The Malegam panel on toning up the functioning of the fledgling microfinance industry in India has come out with a number of suggestions impinging on both the borrower and the lender. But this article confines itself to the suggestions made by the panel that have a direct bearing on the borrowers. And these are that:

The interest charged should not be more than 24 per cent/annum;

75 per cent of the loans should be for income-generating purposes;

The annual family income of the borrower should not be more than Rs 50,000; and

No one should be given more than Rs 25,000 as microfinance assistance;

Given the fact that the almost usurious rates of interest charged by the microfinance industry raised a storm of protests, one did expect a definitive suggestion from the Panel on the issue. Capping of interest at 24 per cent seems to address the concerns of both the borrowers and microfinance providers.

It is a golden mean between avarice and indulgence. The industry had been rationalising its avarice and the huge spread between the average lending and the borrowing rate from banks by saying that microfinance is a different kettle of fish calling for a lot of leg work and frequent interactions with borrowers.

Even with a maximum interest of 24 per cent, the microfinance industry would enjoy a spread of around 12 per cent that should be sufficient to take care of its overheads and leave a tidy profit assuming it has no large scale non-performing asset (NPA) problem to contend with.

If and buts

Ideally, all loans must be given only to foster economic activities and therefore the Panel's suggestion that not less than 75 per cent of microfinance assistance should be provided only for income-generating activities is unexceptionable on the face of it.

It is certainly not desirable to encourage the notion that a micro-financier is standing by to pander to socially undesirable and unproductive expenditures such as dowry or lavish marriage beyond one's means etc. Nor should the message go out that microfinance is a euphemism for doles.

In the event, the Panel is on dot when it suggests that at least 75 per cent of microfinance should be made available only for income-producing activities. Indeed, this was the spirit in which Muhammad Yunus pioneered the idea of microfinance — giving a helping hand to the weaker sections of the society so that they live honourably pursuing whatever skills they have and eking livelihood out of them.

But then when top notch bankers have not been successful in checking diversion of funds by their wealthy customers, it would be too much to expect microfinance organisation with skeletal staff to ensure that the loan taken is not diverted for extraneous purposes by their modest customers.

What perhaps can ensure a modicum of discipline on the part of borrowers is the group pressure, the hallmark of the Grameen Bank initiative of Muhammad Yunus, but sadly lacking by and large in the Indian experiment thus far.

Restricting access to microfinance only to a person whose family income does not exceed Rs 50,000 is also well-intentioned.

But enforcing this too would not be easy, given that we in India do not have a databank establishing filial linkages and tracking aggregate incomes that can be flashed on computer screens at a click of the mouse.

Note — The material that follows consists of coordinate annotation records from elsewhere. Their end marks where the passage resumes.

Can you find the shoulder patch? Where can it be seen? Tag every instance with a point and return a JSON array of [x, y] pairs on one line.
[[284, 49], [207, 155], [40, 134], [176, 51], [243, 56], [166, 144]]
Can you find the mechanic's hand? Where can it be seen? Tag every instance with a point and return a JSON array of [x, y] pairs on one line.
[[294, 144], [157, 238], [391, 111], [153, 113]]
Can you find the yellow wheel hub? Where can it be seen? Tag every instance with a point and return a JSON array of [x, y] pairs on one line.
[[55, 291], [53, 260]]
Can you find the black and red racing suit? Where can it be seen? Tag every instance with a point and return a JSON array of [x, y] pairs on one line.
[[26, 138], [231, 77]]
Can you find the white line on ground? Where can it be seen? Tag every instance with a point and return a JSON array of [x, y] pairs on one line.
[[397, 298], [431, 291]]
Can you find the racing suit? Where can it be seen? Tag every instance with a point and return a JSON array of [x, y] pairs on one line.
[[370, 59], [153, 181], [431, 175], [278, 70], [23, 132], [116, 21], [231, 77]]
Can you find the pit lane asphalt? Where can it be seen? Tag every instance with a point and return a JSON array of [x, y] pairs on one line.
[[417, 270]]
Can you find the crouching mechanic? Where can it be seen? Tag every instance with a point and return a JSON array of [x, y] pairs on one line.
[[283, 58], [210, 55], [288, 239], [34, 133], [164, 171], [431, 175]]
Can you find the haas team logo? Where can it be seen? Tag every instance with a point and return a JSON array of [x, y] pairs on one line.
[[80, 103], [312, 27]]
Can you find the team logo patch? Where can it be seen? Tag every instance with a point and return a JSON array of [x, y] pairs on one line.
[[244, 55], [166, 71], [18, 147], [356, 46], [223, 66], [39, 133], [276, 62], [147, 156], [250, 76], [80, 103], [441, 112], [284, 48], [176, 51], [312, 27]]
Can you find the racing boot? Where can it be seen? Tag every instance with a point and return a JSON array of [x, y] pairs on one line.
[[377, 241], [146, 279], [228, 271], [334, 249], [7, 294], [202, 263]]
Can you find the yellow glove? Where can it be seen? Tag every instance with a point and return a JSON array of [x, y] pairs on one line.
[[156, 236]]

Furthermore, in a country where family is not treated as a unit of income tax assessment — though Indira Gandhi, when she was prime minister, did toy with the idea on the ground that those married in heaven should not be separated on earth only to give it up presumably under intense pressure — it might not, after all, be such a good idea to assume that an idle son, for example, would be taken care of by his relatively better-off father, and vice-versa.

And the last suggestion that not more than Rs 25,000 should be given as an individual loan too might flounder at the implementation level in the absence of a data base that flashes at a glance all the loans taken by a person from across the financial landscape of the country.

Group model

The Panel could have done more. It could have commended the group model for adoption without exception in the microfinance industry.

As it is, loans are given to individuals qua individuals whereas Yunus's idea was loans should be given to individuals all right but qua members of a responsible group.

To an average Indian, holding his head high in biraadri is sacred. And group pressure does pack a lot of punch because one rotten fish can spoil the entire pond and the group would not want to risk such outright ostracism with long-term deleterious effects for each one of its members — compliant, deviant or defiant.

(The author is a Delhi-based chartered accountant).